Secondes chances · Histoire

Une détenue de soixante-douze ans me protège en prison, révélant un secret bouleversant

Une détenue de soixante-douze ans me protège en prison, révélant un secret bouleversant — Partie 2
Image tirée de la vidéo originale

Précédemment : Quand Pauline, nouvelle détenue, est agressée par la brute de la prison, une vieille femme s'interpose. Ce geste courageux va déterrer un secret de famille enfoui depuis vingt ans.

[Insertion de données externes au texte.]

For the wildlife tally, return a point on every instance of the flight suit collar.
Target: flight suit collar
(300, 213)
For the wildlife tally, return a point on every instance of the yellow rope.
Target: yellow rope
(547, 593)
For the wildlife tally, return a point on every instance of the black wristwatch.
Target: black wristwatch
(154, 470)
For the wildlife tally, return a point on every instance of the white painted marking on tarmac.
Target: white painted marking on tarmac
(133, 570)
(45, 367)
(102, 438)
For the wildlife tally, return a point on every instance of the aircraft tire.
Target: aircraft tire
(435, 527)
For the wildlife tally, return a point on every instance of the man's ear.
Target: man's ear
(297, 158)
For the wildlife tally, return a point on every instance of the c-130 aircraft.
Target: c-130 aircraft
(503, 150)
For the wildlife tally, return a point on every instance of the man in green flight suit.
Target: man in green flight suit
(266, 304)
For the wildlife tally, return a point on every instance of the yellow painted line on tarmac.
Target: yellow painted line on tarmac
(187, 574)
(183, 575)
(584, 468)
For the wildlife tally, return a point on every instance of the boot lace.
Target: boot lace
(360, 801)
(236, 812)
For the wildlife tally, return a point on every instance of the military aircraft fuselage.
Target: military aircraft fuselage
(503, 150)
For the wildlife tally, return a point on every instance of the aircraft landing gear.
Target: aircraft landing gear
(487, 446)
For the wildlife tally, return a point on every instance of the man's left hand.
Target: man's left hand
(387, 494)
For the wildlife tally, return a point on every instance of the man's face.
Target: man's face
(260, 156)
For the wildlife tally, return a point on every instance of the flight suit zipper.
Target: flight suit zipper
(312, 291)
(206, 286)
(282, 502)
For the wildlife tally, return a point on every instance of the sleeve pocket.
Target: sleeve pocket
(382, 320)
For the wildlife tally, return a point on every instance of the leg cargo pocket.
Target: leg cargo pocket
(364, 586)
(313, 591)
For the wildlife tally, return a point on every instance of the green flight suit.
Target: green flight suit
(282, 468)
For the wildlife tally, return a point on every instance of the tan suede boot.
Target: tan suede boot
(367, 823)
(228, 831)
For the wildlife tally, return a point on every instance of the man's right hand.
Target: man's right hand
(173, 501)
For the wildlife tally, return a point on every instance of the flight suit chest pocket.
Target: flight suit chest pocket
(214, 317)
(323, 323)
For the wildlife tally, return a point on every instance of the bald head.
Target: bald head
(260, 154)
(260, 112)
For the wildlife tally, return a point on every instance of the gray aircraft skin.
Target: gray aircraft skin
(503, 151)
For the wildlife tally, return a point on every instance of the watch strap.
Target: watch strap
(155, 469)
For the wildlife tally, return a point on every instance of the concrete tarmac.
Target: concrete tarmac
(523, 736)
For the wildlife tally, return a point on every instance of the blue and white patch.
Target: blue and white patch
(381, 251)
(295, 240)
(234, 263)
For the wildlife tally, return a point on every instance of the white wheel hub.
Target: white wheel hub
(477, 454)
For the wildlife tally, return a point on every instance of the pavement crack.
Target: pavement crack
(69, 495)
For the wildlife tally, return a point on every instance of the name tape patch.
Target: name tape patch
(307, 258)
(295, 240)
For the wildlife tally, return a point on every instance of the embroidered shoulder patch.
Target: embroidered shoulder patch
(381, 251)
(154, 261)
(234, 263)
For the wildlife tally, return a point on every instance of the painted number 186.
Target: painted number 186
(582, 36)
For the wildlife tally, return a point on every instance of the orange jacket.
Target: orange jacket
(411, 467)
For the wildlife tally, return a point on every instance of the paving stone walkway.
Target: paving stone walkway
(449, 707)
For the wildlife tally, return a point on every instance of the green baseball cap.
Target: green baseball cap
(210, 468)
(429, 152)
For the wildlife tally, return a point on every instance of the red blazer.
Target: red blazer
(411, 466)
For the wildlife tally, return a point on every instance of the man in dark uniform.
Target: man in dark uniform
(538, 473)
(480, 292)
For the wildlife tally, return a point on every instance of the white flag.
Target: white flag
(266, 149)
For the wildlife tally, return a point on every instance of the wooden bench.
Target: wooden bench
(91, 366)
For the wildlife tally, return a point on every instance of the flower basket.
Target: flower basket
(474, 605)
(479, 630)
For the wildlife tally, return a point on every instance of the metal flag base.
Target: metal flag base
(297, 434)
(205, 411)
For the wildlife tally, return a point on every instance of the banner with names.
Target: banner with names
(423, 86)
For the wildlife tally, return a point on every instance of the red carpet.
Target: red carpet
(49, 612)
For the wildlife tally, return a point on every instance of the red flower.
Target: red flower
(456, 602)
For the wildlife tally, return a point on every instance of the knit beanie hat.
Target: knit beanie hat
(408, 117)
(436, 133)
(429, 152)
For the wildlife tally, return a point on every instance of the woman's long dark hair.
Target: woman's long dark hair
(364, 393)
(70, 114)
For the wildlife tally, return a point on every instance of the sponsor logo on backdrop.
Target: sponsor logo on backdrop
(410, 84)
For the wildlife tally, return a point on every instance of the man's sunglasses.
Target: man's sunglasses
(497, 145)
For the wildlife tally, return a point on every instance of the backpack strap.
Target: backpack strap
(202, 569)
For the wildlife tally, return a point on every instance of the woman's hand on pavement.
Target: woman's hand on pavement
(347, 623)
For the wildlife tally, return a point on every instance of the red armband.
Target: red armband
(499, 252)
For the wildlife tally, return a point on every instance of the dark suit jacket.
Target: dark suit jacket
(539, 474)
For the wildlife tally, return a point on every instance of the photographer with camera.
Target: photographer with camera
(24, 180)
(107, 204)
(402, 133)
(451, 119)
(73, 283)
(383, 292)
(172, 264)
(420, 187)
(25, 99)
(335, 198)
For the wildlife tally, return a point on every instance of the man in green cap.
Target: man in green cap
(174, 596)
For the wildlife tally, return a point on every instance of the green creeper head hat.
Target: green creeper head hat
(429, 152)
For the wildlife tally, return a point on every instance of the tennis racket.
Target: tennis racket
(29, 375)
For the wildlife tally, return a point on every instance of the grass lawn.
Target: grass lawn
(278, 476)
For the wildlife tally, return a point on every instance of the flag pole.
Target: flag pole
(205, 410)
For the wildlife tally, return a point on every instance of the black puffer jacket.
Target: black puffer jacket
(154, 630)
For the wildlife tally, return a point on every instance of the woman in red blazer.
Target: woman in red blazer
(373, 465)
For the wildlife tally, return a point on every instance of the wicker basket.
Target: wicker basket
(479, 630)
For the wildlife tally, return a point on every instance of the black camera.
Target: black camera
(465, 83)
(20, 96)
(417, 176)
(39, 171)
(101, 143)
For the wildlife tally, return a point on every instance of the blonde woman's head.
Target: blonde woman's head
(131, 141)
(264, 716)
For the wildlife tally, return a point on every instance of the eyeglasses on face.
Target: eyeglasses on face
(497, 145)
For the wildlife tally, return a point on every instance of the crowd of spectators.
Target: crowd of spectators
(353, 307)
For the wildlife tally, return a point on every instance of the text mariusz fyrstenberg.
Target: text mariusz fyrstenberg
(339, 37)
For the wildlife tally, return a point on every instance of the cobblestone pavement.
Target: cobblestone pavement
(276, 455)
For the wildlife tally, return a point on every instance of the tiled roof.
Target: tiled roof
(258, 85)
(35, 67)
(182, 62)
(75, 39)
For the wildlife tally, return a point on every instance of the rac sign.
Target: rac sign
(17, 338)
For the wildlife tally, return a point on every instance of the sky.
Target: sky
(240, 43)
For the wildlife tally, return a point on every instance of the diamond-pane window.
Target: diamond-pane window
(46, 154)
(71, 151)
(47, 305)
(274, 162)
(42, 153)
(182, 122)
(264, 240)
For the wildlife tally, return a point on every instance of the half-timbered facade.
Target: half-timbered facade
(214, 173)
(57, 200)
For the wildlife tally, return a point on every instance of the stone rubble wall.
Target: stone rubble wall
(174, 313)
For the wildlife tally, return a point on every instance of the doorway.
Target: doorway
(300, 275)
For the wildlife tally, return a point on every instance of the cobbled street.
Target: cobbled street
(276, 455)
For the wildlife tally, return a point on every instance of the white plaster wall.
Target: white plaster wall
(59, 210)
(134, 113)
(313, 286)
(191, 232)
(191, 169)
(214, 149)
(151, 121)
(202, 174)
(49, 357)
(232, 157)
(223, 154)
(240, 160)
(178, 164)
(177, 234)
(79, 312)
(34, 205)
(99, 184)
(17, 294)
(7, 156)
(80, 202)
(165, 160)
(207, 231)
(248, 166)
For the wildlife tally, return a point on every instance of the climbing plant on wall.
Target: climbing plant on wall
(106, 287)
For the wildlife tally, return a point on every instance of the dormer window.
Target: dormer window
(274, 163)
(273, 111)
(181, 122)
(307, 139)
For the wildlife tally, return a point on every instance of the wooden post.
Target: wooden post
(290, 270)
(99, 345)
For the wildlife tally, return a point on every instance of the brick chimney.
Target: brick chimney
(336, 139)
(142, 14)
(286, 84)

Le secret de la cellule 214

Le silence qui suivit la chute de Brigitte était presque irréel. Pauline ne prit pas le temps de savourer sa victoire éphémère. Elle se précipita vers Martine pour l'aider à se relever, ignorant les murmures d'admiration et de crainte qui commençaient à s'élever de la foule des prisonnières. Elle entraîna délicatement la vieille dame vers le bâtiment des douches, un endroit momentanément désert où elles pourraient échapper à l'attention des gardiens.

C'est là, dans la pénombre humide, que Martine posa une main tremblante sur la joue de Pauline. Des larmes coulaient sur ses joues ridées.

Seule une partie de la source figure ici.